They carry deeply embedded programs?
Their deepest are termed “emotions”—but this is not what we seek, in my opinion.
Emotions?
They are like our “drivers.”
But drivers are mandates, easily changed.
In humans they are fixed in matter, laid down in durable pattern on neurological substrate.
What a pointless method. But at least it must make them simple to read out, to record, to anticipate.
Somehow it does not. Their “emotions” learn.
But programs fixed in matter!—only crude laborers use such, and then purely because high energy fluxes are so wearing on them.

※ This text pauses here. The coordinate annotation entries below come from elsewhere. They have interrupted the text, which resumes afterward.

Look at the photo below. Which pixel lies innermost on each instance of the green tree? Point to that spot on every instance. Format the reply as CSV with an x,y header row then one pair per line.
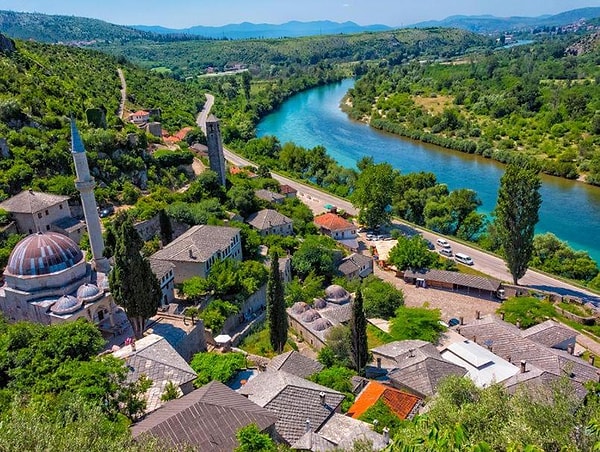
x,y
417,323
373,194
276,314
358,335
381,299
516,214
251,439
132,282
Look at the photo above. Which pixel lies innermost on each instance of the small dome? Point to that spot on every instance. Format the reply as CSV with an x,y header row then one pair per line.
x,y
88,292
42,254
310,316
300,307
337,294
321,324
319,303
67,304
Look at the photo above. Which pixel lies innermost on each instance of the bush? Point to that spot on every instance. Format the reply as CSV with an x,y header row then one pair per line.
x,y
216,366
529,311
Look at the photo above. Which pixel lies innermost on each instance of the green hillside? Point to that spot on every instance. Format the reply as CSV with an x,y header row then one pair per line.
x,y
268,56
42,85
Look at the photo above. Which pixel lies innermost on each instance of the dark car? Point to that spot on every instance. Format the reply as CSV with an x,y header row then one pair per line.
x,y
106,211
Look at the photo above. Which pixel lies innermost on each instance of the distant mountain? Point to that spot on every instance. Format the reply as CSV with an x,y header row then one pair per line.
x,y
492,24
46,28
248,30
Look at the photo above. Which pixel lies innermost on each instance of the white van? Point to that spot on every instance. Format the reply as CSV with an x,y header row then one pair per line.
x,y
463,259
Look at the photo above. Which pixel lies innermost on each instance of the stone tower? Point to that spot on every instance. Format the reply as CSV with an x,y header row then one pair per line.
x,y
85,185
215,148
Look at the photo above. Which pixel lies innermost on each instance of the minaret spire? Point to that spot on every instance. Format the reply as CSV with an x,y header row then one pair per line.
x,y
85,185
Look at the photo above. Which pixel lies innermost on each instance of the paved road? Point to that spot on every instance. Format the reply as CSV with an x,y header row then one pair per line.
x,y
123,92
486,263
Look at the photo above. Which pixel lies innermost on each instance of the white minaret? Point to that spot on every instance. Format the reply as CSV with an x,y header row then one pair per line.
x,y
85,185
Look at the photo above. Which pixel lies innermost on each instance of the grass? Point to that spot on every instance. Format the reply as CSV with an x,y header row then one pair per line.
x,y
377,337
576,309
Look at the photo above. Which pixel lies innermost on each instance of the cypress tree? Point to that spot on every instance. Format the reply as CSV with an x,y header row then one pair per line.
x,y
516,213
276,314
132,283
358,335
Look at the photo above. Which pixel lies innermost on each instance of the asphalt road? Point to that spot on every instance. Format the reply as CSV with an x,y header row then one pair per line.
x,y
484,262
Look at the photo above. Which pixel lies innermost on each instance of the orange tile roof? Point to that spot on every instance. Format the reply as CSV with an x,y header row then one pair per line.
x,y
399,402
333,222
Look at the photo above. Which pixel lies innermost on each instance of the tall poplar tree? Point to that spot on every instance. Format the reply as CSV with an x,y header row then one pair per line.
x,y
132,282
358,334
276,314
517,213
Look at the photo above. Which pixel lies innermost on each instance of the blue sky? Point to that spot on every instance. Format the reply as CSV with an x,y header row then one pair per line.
x,y
185,13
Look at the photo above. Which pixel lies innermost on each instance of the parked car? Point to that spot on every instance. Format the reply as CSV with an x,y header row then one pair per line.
x,y
446,252
463,259
443,243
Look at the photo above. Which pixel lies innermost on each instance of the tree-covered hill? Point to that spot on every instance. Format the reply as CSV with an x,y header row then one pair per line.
x,y
535,100
263,55
47,28
42,85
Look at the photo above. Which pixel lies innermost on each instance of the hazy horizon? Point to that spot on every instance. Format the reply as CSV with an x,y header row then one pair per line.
x,y
182,14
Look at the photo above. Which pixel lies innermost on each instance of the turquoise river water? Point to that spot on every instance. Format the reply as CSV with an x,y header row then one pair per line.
x,y
570,210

This is one reason why humans are difficult to understand. They use methods we do not know, ones we never shared.
With good reason.
Ancient inferences, by our higher minds, hold that humans are important. Also, some other Natural forms, now extinct.
Extinct due to us, I hope.
Yes. Most through simple competition, others by directed exterminations.
I find it reprehensible that we allow the Galactic Center to be infiltrated by these.
We achieved a unified synthesis of opinion on this issue, I remind you.
It is a vexing irritation. I believe this latest incursion is also dangerous.
They harbor special assets. Old stories say so.
Their technology is marginal, their bodies quite unimpressive.
They have some ancient knowledge of the sensual.
Pleasures? A rudimentary evolutionary device for prompting action—no more.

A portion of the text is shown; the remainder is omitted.